Back in the 80’s bootlegs/unofficial recordings of live shows were a huge thing. People sold them, people bought them and people traded them. When I was going to record fairs as a kid you use to see stalls just full of dubbed cassettes, sometimes VHS tapes and of course vinyl. Same as now, I only regarded vinyl as the real deal. Rather than just been produced on someone’s home stereo these has been produced in a factory and had proper covers and were on a real format. More so they’d been done by fans (or people hoping to cash in on the fans). They were 100% unofficial and there was just something magical and mysterious about them. The large majority were full recordings of concerts and many of them came on double vinyl. Maiden have always had a rabid cult following so it was no surprise that there were plenty of their shows pressed onto wax.

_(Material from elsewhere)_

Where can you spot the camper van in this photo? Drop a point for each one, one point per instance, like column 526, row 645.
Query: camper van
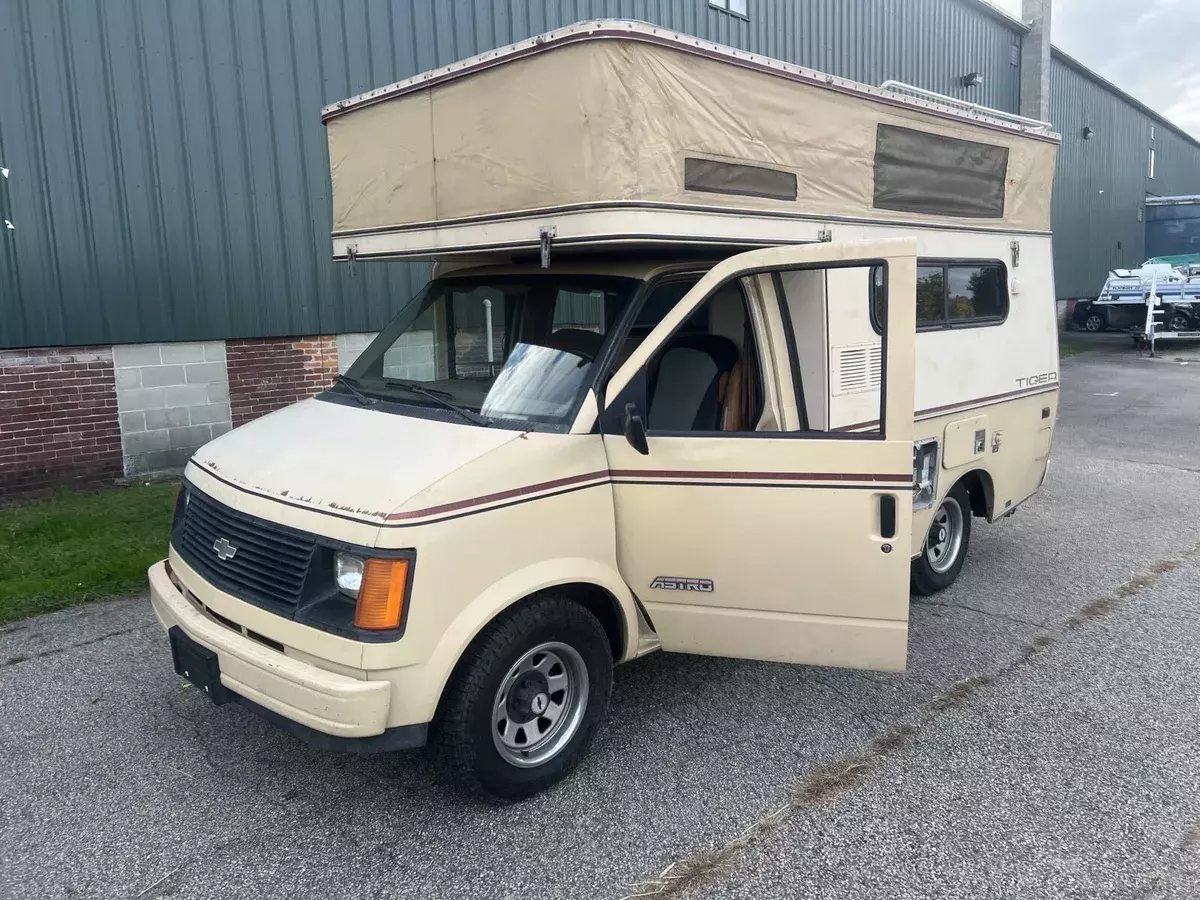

The funny thing is that not all of these sounded great. In fact some were downright horrible (like the ‘Live in Graz’ double LP. Nice cover but dreadful sound quality). Still if you were a maiden fan you just had to own them. Also worth noting that these things weren’t cheap. The standard prices were £10-12 for a single album and £18-20 for a double. Back in the late 80’s that was pretty big money especially to a fifteen year old school kid.
By the time of the early 90’s compact discs had increased in popularity and had become the main format for bootlegs. Vinyl was viewed as many as on its way out (how’s that working out for you?) so bootleg records started to dwindle in production and sales as folk moved onto the next thing.
Of course that was another age before the internet came and killed many traditions including the whole live bootleg industry. I mean why bother paying through the nose for poor quality recordings when you can actually watch never mind just listen to a show on youtube or via MP3. To us old collectors and the ones who always stuck to records these things became artefacts of a bygone era. Sure unofficial releases are still produced today and generally sound miles better too but they don’t share the same fascinating background history of the ones produced in the golden age of bootleg vinyl.
As I’ve previously mentioned that I sold my Maiden collection when I was sixteen to buy hardcore records (yes I’m still kicking myself). I had some bootlegs which I sold to a friend. I really fancied getting hold of these again so I asked him if he’d sell them back nearly thirty years and he agreed. I was so happy. It’s like buying part of my youth back especially since these were mine originally. Honestly the excitement level was nearly the same as when I scored a Chung king. I’m going to cover each one in individual posts so stay tuned if you fancy going back somewhere in time (sorry) with me.
2 comments:
Awesome! I wish that I'd bought more vinyl bootlegs when I was a kid. At the time I was more obsessed with VHS bootlegs.
Hi mark,it's Ian,good to see you getting your Maiden collection back again.
Went to see them in Madrid a few weeks back,they are the greatest band in the world (as you well know).